La cinéaste ne se fait guère d’illusions sur la société marocaine, qui fonctionne à ses yeux comme un jeu d’échecs. «La police est corrompue, l’argent est roi et entraîne une déshumanisation générale. J’ai voulu avec ce film établir un constat froid et sec.»
Photo: Alberto Pizzoli Agence France-Presse La cinéaste ne se fait guère d’illusions sur la société marocaine, qui fonctionne à ses yeux comme un jeu d’échecs. «La police est corrompue, l’argent est roi et entraîne une déshumanisation générale. J’ai voulu avec ce film établir un constat froid et sec.»

La Franco-Marocaine Meryem Benm’Barek vit entre les deux pays de son cœur. Mais quitte-t-on jamais son berceau ? « À l’âge de six ans, j’ai suivi mon père, diplomate, à Bruxelles puis à La Rochelle tout en retournant plus tard vivre au Maroc, explique-t-elle. Aujourd’hui, je fais la navette entre Casablanca et Paris. »

Pour ses débuts au cinéma, elle était allée tourner un documentaire en 16 mm sur le printemps arabe. Des études en cinéma puis à l’Institut national des langues et civilisations orientales à Paris, un court métrage de fin d’étude Jennah, en nomination aux Oscar 2015 : elle n’avait pas attendu son premier long métrage Sofia pour se faire remarquer.

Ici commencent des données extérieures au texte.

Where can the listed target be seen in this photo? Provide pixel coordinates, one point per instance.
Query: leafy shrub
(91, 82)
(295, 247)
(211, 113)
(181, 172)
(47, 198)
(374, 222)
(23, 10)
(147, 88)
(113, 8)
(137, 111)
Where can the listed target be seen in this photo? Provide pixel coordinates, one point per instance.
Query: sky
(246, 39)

« J’essaie de ne pas trouver que c’est dur, d’être une femme cinéaste, déclare Meryem Benm’Barek. C’est le problème des autres. Quand même, on est moins soutenues que les hommes, en France comme au Maroc… »

Primé l’an dernier au scénario à Cannes dans la section Un certain regard, Sofia est porté par des silences et de longs plans attentifs. Remarquable par son refus du manichéisme, le film est une incursion dans l’univers conservateur marocain, où les relations sexuelles hors mariage demeurent passibles de prison.

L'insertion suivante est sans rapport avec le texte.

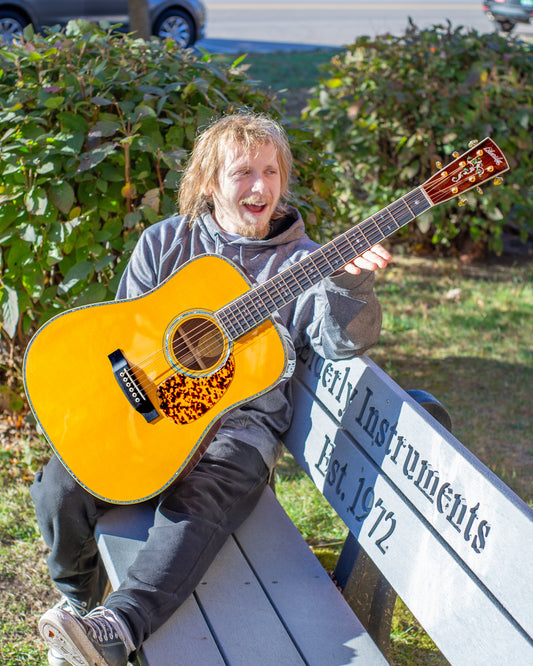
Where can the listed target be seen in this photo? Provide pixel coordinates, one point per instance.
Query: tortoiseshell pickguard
(184, 399)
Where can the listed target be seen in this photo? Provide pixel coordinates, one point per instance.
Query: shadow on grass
(490, 405)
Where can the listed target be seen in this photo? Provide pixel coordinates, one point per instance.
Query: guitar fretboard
(248, 311)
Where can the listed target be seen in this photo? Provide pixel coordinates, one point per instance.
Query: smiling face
(247, 190)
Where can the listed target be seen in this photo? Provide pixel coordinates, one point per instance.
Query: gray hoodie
(339, 317)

On y croise à travers un réseau relationnel compliqué Sofia (Maha Alemi), jeune fille en déni de grossesse, qui accouche d’un enfant sans avoir la bague au doigt. L’hôpital lui donne 24 heures pour trouver les papiers du père, sous peine d’alerter les autorités. Et dans un monde où le mensonge devient la seule échappatoire possible, elle-même ruse et ment pour se tirer de ce mauvais pas.

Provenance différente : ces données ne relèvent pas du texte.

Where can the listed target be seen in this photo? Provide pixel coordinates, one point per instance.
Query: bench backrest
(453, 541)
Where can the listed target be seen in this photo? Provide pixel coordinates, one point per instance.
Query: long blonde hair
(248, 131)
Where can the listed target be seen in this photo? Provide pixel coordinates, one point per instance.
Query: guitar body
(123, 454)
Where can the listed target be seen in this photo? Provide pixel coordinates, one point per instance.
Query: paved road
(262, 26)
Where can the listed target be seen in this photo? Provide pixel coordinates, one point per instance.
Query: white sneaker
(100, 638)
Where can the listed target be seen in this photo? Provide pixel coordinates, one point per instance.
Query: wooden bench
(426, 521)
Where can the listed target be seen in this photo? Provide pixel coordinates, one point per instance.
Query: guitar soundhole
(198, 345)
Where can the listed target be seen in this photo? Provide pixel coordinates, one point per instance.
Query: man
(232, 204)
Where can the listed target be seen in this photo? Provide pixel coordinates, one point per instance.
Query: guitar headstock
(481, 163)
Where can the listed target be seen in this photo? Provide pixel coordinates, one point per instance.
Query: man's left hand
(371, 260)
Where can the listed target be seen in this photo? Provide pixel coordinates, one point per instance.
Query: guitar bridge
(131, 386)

C’est pour montrer à quel point la réalité là-bas est complexe et remplie de zones grises. Ça m’inquiète quand les gens voient les choses de façon binaire. Une société existe par ses contradictions. Cette jeune fille est un personnage manipulé. Comment un système biaisé pousse une femme au silence alors qu’elle a été violée, tel est mon propos.

« Le Maroc est une société patriarcale, résume Meryem Benm’Barek, et j’avais besoin de faire ce film sur la représentation des femmes dans le monde arabe, en réfléchissant sur la façon dont le privé, le social et les considérations économiques s’entremêlent. La jeune Sofia appartient à la classe moyenne et celle du père présumé à un milieu défavorisé. »

La conduite de son héroïne est ambiguë. « C’est pour montrer à quel point la réalité là-bas est complexe et remplie de zones grises. Ça m’inquiète quand les gens voient les choses de façon binaire. Une société existe par ses contradictions. Cette jeune fille est un personnage manipulé. Comment un système biaisé pousse une femme au silence alors qu’elle a été violée, tel est mon propos. Toutes ne peuvent libérer leur parole. Sofia joue avec les cartes qui sont sur sa table. La loi condamne l’amour hors mariage, mais elle ne s’applique qu’aux classes moyennes et populaires. Les riches ont des visas et s’en sortent. »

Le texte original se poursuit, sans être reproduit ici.